For
sheer blood-drenched brutality that surpasses anything the Nazis
ever did, we must examine the fruits of the Berlin West Africa
Conference. It was there, in 1885, that King Leopold II of Belgium
was given the vast region of Africa's Congo as his own personal
fiefdom. Much of the rest of sub-Saharan Africa was carved up
among the European powers at this same conference.
Leopold's
case for the Congo was certainly bolstered by having no fewer
than 450 tribal chiefs sign over their land to him by treaty.
Leopold's agent in this affair was famed explorer, Sir Henry Morton
Stanley.
In
the culture and experience of these chiefs, a treaty was generally
nothing more than a statement of goodwill between neighboring
tribes. Giving up their land for a few trinkets to a distant foreign
power was inconceivable to them. So why not sign a document in
some indecipherable language?
In
the beginning, ivory was the big prize, but after 1890, with the
invention of the inflatable tire, rubber took over as the ultimate
export from Leopold's so-called Congo Free State. How fortunate
for him that Congo had one of the world's greatest deposits of
wild rubber.
Harvesting
the crop legitimately would be dangerous and expensive. An easier
way would be to enslave the entire male population of the region,
and have them do all the work under penalty of death. The only
question remaining was how to enforce the slave labor, since hiring
overseers to accompany the laborers WOULD add to the overhead.
Well,
one way would be to kidnap family members and chiefs, holding
them hostage so that the workers would return from the jungles
with their rubber quota. To keep the peace, Leopold had a small
private army as well as the Force Publique, made up of native
conscripts, interspersed with bloodthirsty Europeans, and a goodly
number of local cannibals.
OK,
but how do you prevent the conscripted natives from rebelling?
You watch their supply of ammunition very carefully, demanding
a body part of one of the slave laborers killed, as proof that
the bullet was used appropriately. Naturally, these trophies had
to be cataloged and documented.
In
any situation, the cream does rise to the top, and in Leopold's
Congo, one Leon Rom deserves special mention. Rom was a high official
in the Force Publique, and his brutality knew no bounds, shocking
even his fellow thugs. Beyond the normal killing of natives for
any one of dozens of trivial reasons, Rom had a flower bed rigged
with human heads, and kept a gallows permanently erected in front
of his office.
If
this image reminds you of Kurtz in Joseph Conrad's Heart of Darkness,
it should. More than likely, the Kurtz character was based on
Rom, or a composite of him and his fellow cutthroats, as observed
by Conrad, who was in Congo at that very time.
Leopold's
scheme worked well enough, but word was bound to leak out, eventually.
The
British controlled all the shipping between Congo and Europe.
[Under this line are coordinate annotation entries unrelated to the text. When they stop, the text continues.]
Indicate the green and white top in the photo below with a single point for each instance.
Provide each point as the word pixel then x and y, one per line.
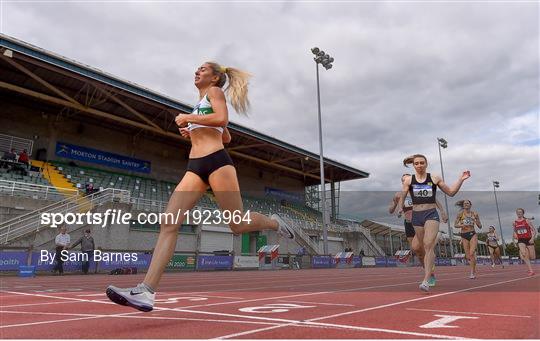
pixel 204 107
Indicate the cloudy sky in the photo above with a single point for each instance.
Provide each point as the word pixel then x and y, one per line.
pixel 404 73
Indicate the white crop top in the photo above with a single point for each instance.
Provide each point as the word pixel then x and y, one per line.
pixel 204 107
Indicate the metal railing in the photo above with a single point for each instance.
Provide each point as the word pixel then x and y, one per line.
pixel 7 142
pixel 32 222
pixel 14 188
pixel 298 227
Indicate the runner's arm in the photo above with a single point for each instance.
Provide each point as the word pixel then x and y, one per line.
pixel 226 137
pixel 393 203
pixel 450 191
pixel 444 215
pixel 477 220
pixel 404 190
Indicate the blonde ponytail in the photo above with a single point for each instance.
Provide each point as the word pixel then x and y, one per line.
pixel 237 89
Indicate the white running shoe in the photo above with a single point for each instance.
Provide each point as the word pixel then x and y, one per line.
pixel 284 229
pixel 424 286
pixel 139 297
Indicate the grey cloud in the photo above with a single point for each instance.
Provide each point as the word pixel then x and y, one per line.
pixel 404 73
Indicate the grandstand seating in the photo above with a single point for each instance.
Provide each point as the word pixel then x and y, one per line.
pixel 34 178
pixel 160 191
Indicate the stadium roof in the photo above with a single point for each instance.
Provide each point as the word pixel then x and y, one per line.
pixel 54 82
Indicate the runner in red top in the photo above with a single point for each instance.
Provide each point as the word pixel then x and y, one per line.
pixel 525 233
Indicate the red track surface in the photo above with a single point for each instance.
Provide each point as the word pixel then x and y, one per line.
pixel 330 303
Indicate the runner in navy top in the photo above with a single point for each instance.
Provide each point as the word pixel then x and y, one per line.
pixel 422 187
pixel 525 233
pixel 409 229
pixel 492 241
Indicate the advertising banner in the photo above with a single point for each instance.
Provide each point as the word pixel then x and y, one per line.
pixel 75 152
pixel 10 260
pixel 214 262
pixel 322 262
pixel 368 261
pixel 246 262
pixel 380 261
pixel 182 262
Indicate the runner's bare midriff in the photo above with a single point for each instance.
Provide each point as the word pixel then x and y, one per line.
pixel 205 141
pixel 423 207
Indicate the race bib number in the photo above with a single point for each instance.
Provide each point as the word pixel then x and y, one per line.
pixel 468 221
pixel 422 191
pixel 408 202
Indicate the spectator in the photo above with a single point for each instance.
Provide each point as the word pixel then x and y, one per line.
pixel 89 188
pixel 62 243
pixel 87 247
pixel 299 255
pixel 23 157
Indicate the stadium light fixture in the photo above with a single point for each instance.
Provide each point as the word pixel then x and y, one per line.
pixel 320 57
pixel 444 144
pixel 496 185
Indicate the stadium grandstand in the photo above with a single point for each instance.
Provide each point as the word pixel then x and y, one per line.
pixel 97 142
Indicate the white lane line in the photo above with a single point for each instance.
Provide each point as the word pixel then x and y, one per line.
pixel 421 298
pixel 379 330
pixel 31 304
pixel 317 293
pixel 468 313
pixel 136 317
pixel 373 308
pixel 318 303
pixel 288 322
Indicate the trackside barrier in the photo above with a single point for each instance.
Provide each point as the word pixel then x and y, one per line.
pixel 344 260
pixel 181 261
pixel 318 262
pixel 268 257
pixel 207 262
pixel 368 261
pixel 16 260
pixel 246 262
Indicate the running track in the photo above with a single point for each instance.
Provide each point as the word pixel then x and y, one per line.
pixel 359 303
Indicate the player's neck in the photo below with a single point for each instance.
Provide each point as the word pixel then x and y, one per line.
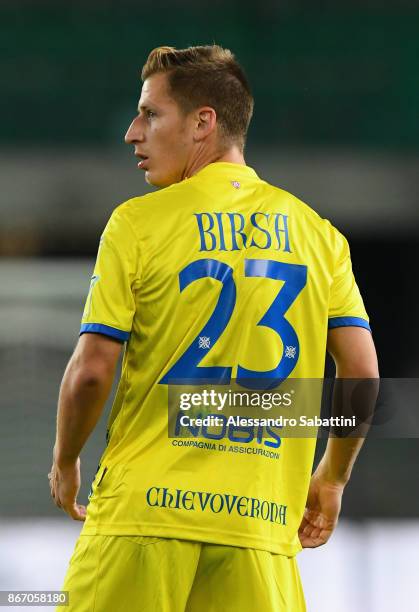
pixel 232 155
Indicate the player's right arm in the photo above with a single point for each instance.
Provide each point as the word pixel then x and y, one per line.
pixel 353 351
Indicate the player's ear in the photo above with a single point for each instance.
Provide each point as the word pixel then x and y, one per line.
pixel 205 121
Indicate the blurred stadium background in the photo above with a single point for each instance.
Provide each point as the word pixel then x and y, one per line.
pixel 336 123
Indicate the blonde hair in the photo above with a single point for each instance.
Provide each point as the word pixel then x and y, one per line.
pixel 206 76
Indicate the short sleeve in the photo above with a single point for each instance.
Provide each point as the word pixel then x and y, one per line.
pixel 110 304
pixel 346 307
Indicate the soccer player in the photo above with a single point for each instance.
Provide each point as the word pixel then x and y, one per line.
pixel 217 276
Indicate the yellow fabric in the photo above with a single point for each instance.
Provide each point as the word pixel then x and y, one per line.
pixel 146 574
pixel 241 490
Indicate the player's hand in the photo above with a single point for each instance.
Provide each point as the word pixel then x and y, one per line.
pixel 321 512
pixel 64 481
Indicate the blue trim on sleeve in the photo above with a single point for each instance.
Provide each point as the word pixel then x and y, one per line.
pixel 98 328
pixel 348 322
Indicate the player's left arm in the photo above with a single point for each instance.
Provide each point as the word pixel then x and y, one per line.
pixel 84 390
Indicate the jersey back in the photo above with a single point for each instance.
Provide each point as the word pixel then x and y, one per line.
pixel 219 278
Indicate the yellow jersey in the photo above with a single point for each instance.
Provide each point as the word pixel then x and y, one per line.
pixel 217 278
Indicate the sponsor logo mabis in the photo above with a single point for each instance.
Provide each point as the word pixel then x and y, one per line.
pixel 217 503
pixel 267 436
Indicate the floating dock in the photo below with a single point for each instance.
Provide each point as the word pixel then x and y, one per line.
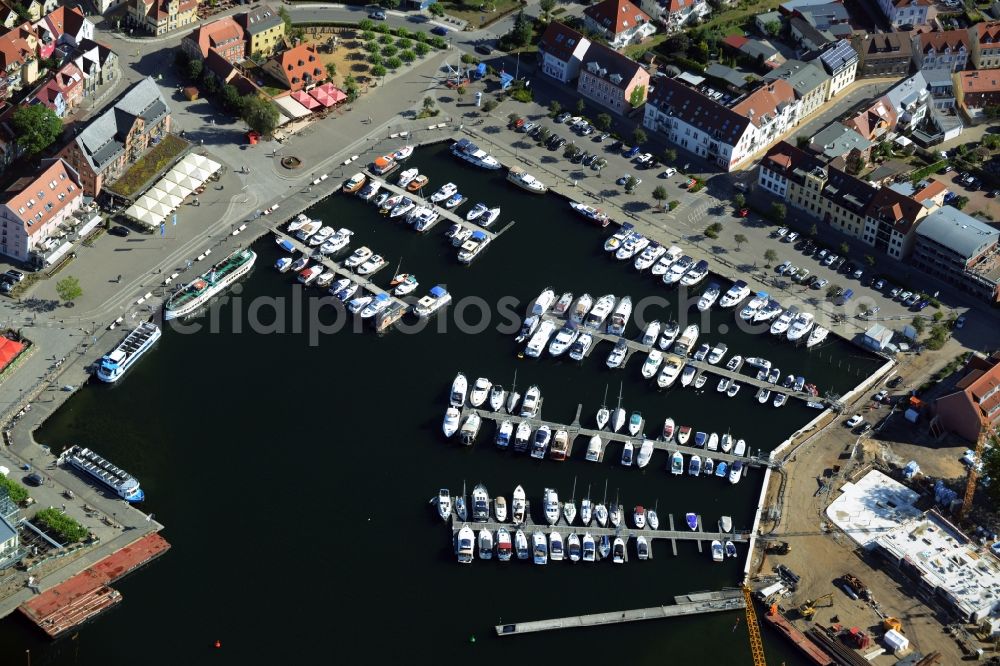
pixel 575 430
pixel 446 214
pixel 88 594
pixel 364 282
pixel 702 366
pixel 690 604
Edmund Morel, a shipping clerk based in Antwerp, Belgium, noticed
that while ships were coming into port with ivory and rubber,
the only things sent back to Africa were weapons, ammo, and soldiers.
It didn't take a rocket scientist to conclude that this was not
trade, but enforced slave labor.
Morel
raised a fuss about this, and got fired for his trouble. Undeterred,
he embarked on a newspaper campaign to expose the situation, forcing
the British Foreign Office to investigate further. They sent Sir
Roger Casement to the Congo, hoping that Morel's charges were
unfounded.
Casement
not only confirmed Morel's charges, his descriptions of sliced
hands and penises were far more graphic and forceful than the
British government had anticipated.
Meanwhile,
Leopold engaged in a frantic effort to suppress the story, spending
millions to bribe the press and diplomats, while burning tons
of documents, in a vain attempt to purge all records of his atrocities.
In
the end, the Belgian government was forced to intercede, and buy
Congo from Leopold. Protracted negotiations for the buy-out started
in 1906, and concluded in March, 1908.
The
government agreed to assume 110 million francs worth of debt,
even though this included nearly 32 million francs in loans it
had given Leopold years earlier.
The
government also agreed to pay 45.5 million francs towards completing
Leopold's then unfinished pet building projects. On top of all
this, Leopold got another 50 million francs as a "mark of gratitude
for his great sacrifices made for the Congo."
Scholars
set a conservative estimate of 10 million lives lost as a direct
result of Leopold's policies.
This
monarch, named by some as the most evil man who ever lived, died
on December 17, 1909, NEVER HAVING SET FOOT in the Congo.